Tito Livio, il quale fa professione di scrivere dopo la guerra cartaginese la storia romana con piú di veritá, attesta nientedimeno che egli non sapeva per quai luoghi dell’ Alpi Annibaie era entrato in Italia. Varrone aveva diviso il tempo della durata del mondo in tre parti, delle quali nomina egli la prima « incognita », la seconda « favolosa », la terza « istorica ». L’auttore suddivide la seconda in due, di cui la prima contiene ciò che la favola dice delle principali divinitá e si distende insino a’ tempi di Ercole che stabilisce i giuochi olimpici, e la seconda contiene ristoria delle divinitá minori ovvero de’ tempi eroici: quest’ultima comprende il viaggio degli Argonauti, la guerra di Troia, le navigazioni d’ Ulisse e quelle d’ Enea.

Egli non è facile a dirsi se questi fatti sieno veri, a cagione delle difficoltá che vi s’incontrano.

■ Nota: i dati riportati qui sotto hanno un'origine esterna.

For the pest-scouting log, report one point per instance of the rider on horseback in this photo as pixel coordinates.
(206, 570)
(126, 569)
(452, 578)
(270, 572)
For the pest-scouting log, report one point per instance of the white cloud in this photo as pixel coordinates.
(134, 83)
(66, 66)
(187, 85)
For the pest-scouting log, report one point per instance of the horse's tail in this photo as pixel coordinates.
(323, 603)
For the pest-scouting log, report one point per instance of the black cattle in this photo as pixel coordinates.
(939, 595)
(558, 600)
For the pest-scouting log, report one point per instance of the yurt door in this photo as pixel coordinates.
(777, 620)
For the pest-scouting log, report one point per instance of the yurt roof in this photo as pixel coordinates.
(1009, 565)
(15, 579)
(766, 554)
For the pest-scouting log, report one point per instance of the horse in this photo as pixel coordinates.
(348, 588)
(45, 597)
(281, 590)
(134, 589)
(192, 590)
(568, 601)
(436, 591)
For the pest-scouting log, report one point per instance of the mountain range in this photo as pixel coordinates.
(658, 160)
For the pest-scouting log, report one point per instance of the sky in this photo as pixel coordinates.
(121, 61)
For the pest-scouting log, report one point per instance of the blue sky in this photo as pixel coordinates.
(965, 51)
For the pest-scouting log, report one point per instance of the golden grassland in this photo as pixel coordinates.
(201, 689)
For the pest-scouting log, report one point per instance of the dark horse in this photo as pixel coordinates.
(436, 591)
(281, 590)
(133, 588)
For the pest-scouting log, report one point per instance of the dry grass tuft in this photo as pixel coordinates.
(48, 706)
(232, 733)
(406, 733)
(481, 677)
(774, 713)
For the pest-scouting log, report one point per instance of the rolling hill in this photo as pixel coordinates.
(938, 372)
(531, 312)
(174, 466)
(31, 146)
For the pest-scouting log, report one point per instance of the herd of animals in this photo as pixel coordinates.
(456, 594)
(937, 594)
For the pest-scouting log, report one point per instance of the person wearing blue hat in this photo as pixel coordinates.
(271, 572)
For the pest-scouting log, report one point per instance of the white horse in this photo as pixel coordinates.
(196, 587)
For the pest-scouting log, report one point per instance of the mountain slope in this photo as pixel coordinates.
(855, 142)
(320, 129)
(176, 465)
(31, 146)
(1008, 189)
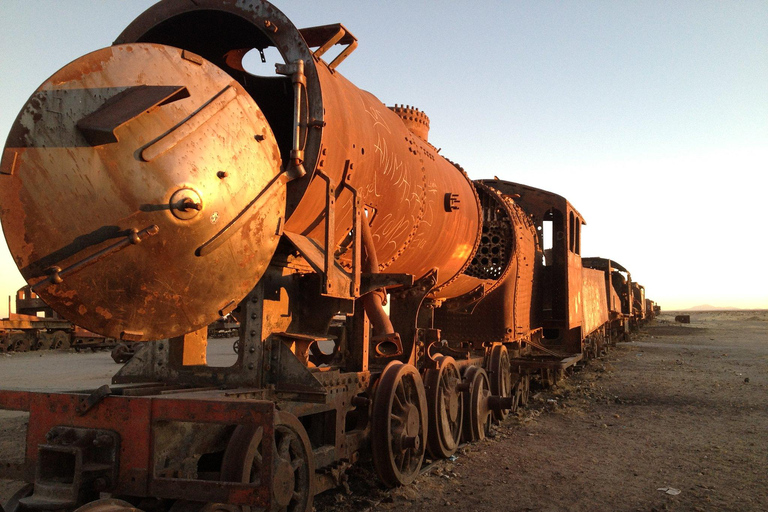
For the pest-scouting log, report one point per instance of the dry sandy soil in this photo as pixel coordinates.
(682, 407)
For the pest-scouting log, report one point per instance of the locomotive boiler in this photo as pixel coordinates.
(154, 186)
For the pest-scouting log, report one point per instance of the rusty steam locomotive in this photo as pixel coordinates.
(387, 303)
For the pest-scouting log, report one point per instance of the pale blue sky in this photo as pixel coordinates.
(651, 117)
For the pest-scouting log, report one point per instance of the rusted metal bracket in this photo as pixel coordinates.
(89, 402)
(337, 282)
(404, 311)
(295, 167)
(325, 36)
(370, 282)
(466, 303)
(99, 127)
(289, 375)
(56, 275)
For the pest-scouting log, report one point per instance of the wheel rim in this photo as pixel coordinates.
(292, 462)
(445, 407)
(501, 379)
(477, 415)
(399, 426)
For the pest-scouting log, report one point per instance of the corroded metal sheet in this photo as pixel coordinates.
(595, 302)
(141, 192)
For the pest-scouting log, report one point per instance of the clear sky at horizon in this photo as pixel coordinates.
(651, 117)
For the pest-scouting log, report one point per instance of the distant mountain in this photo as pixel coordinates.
(707, 307)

Vi sono parecchi c’hanno intrapreso di notare di quanti anni Ercole sia stato piú antico di Teseo, e di quanti Teseo sia preceduto a Nestore; ma come egli è mai possibile il conciliare questa opinione con quella che fa Teseo contemporaneo di Anfitrione, marito d’Alcmena madre di Ercole? com’è stato possibile che Teseo abbia preso Ercole per suo modello e siasi studiato d’ imitarlo in modo che a cagion di ciò sia stato chiamato il « secondo Ercole »? E mille altre difficoltá simili vi ha nella storia favolosa.

La storia medesima del tempo istorico ella è nel suo cominciamento molto imperfetta, a cagion che le nazioni avevano poca cognizione l’une dell’altre. I greci spezialmente ignoravano affatto la piú antica storia che era quella de’ popoli abitatori di lá dall’ Eufrate, come ancor quella degli egizi. Per altro i greci si compiacevano troppo delle favole per fidarsi di loro in quel che dicono.

Nella ricerca dell’origine delle lingue vi ha altresi un’immensa oscurezza e niente è piú incerto che la maggior parte dell ’etimologie per mezzo delle quali si deducono l’une dall’altre, come l’auttore fa vedere qui ed altrove. Quindi sono nati gli errori de’ filologi toccanti la lingua de’ poeti, che han creduto esser stata invenzione de’ poeti medesimi, talché, secondo costoro, lo stile prosaico sia stato il primo. L’auttore sostiene il contrario e ne adduce molte ragioni nel capo dodicesimo.